Non c’era ancora il coronavirus, ma… Breve storia delle emergenze sanitarie a Sona

Le malattie infettive sono determinate da agenti patogeni che entrano in contatto con un individuo e si diffondono secondo un ritmo esponenziale. Queste, e poche altre parole, lette o sentite qua e là stanno terrorizzando anche i nostri concittadini che, in questi giorni pare non si avvicinino più a luoghi o a persone ritenuti a rischio, ben oltre la necessaria prudenza che ci dovrebbe invitare a seguire, senza eccessi, le indicazioni dell’autorità sanitaria.

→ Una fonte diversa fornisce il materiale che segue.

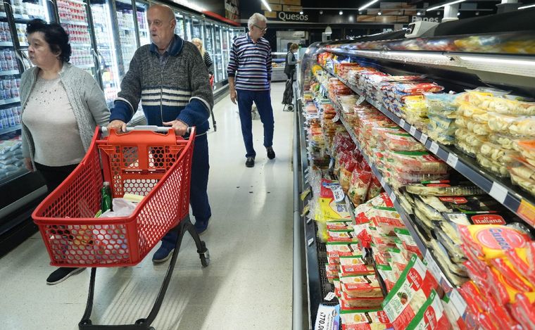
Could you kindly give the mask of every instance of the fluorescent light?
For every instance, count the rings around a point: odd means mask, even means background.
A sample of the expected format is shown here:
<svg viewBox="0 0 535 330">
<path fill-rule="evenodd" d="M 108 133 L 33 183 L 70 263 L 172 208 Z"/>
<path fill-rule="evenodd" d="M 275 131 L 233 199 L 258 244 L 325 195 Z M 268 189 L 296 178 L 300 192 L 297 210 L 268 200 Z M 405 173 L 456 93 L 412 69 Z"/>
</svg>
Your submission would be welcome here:
<svg viewBox="0 0 535 330">
<path fill-rule="evenodd" d="M 508 58 L 499 58 L 496 57 L 480 57 L 480 56 L 459 56 L 462 61 L 469 62 L 480 62 L 493 64 L 510 64 L 516 65 L 534 65 L 535 61 L 529 60 L 510 60 Z"/>
<path fill-rule="evenodd" d="M 379 1 L 379 0 L 372 0 L 371 1 L 368 2 L 365 5 L 363 6 L 362 7 L 359 8 L 359 11 L 362 11 L 363 9 L 366 9 L 369 6 L 372 6 L 372 4 L 375 4 L 376 2 Z"/>
<path fill-rule="evenodd" d="M 268 8 L 268 11 L 272 11 L 271 7 L 270 7 L 270 5 L 268 4 L 268 2 L 266 2 L 265 0 L 262 0 L 262 4 L 263 4 L 264 6 Z"/>
<path fill-rule="evenodd" d="M 532 5 L 528 5 L 528 6 L 522 6 L 522 7 L 518 7 L 519 9 L 526 9 L 527 8 L 531 8 L 535 7 L 535 4 Z"/>
<path fill-rule="evenodd" d="M 443 4 L 441 5 L 436 6 L 434 7 L 428 8 L 425 10 L 425 11 L 434 11 L 435 9 L 438 9 L 441 7 L 446 7 L 446 6 L 453 5 L 454 4 L 458 4 L 460 2 L 465 1 L 466 0 L 456 0 L 455 1 L 448 2 L 446 4 Z"/>
</svg>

Il Comune di Sona, ben prima del coronavirus, ha però vissuto nella sua storia momenti realmente molto difficili subito dopo l’unificazione al Regno d’Italia, a causa di malattie originate dalle scarse condizioni igieniche complessive, anche se i nuclei abitativi erano molto piccoli e la maggior parte dei cittadini abitava in case sparse.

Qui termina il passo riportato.